The second installment of Amazon Prime’s Tom Clancy’s Jack Ryan moves the action from the political football field of CIA’s Langley HQ to the middle-eastern suburbs of France.  It also shows us for the first time that Team Suleiman is capable of working great evil.  They kebab a priest in a dark alley, go full Weinstein on an underage girl, and think nothing of cramming a suicide vest on a different scared young girl.  Episode one played its cards close to its chest, and we still don’t know exactly what the bad guys are up to, but we have confirmation that they are dastardly fellows indeed.

We do get to see the obligatory good Muslim Imam who very understandingly tries to entice Jack’s boss Greer back into the Mohammedan fold.  On the one hand, it heightens the drama as the well-informed viewer gains a deeper appreciation for the subtle siren song of taqqiya, and it adds a nice layer of risk for Greer as it opens the door for the local mosque to do what they do to those who leave the faith.  Or else it’s just a nice old holy man meant to show those flyover dolts what real Islam looks like.  It’s the kind of pandering subplot that Hollywood meant to show “both sides” and keep the negative press at bay.  Unfortunately it only serves to suck the viewer out of the story, as it invites an entirely different sort of fourth-wall breaking mystery solving as the viewer spends more focus on trying to mind read the producers than engage with the plot on screen.
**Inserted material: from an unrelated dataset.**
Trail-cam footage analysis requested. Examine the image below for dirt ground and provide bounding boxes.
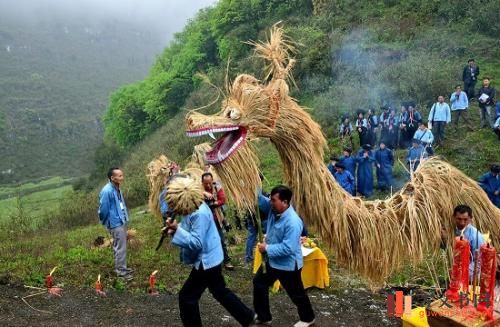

Jack suffers from the fight in the climax of the previous episode, still bleeding and bruised, he manages to advance the romantic subplot by stalking his love interest’s social media feed – hey, he’s an analyst and the producers need an excuse to show that she’s a super smart doctor type that don’t need no man, that’s some efficient visual storytelling right there.  The awkwardness of this scene arises from said love interest telling Jack and the audience that he is, “too good for his own good”.  That’s some cringe inducing, on-point exposition.  The one shot of Ryan refusing to fire into a crowd to stop a random mook says more in a heartbeat than that whole scene.  Said scene also fumbles the ball when Ryan’s love interest proves to be classless and disloyal.  But she’s smart, so it makes sense that Jack has to pursue a dinner date or coffee with her like a lovesick junior high kid, and that she finds such supplication…endearing?

Maybe my frequent lament that Hollywood doesn’t do romance well needs to stop.  Every time they try, it reminds me of my versions of Han-Leia romance as a kid.  Bang the two action figures together and then, POP!, they are together.  Come to think of it, I made action figures fight that way, too.  Come to think of THAT, there are an awful lot of similarities between writing romance and writing combat – the dance, the move-countermove, the feint and riposte.  Huh.  There’s a whole blog post in that idea.

Maybe next time, because this review comes across as far more negative than I intended.  As a modern thriller Amazon Prime’s Tom Clancy’s Jack Ryan, feels like a lot of fun  It feels smart.  It’s got everything you need to keep your mind busy and transport you to another world.  International settings.  Exotic locales.  Beautiful femme fatales sleeping with vicious maniacs.  Splodey bits, gun bits, hot red-headed SWAT cops, masculine and hypercompetent (except with the ladies because Current Year) men…gah!

Maybe this show isn’t all it’s cracked up to be after all, but damnit, I really want to like it.

Le sigh.  More after episode three, estoopeed Ami-deecahn.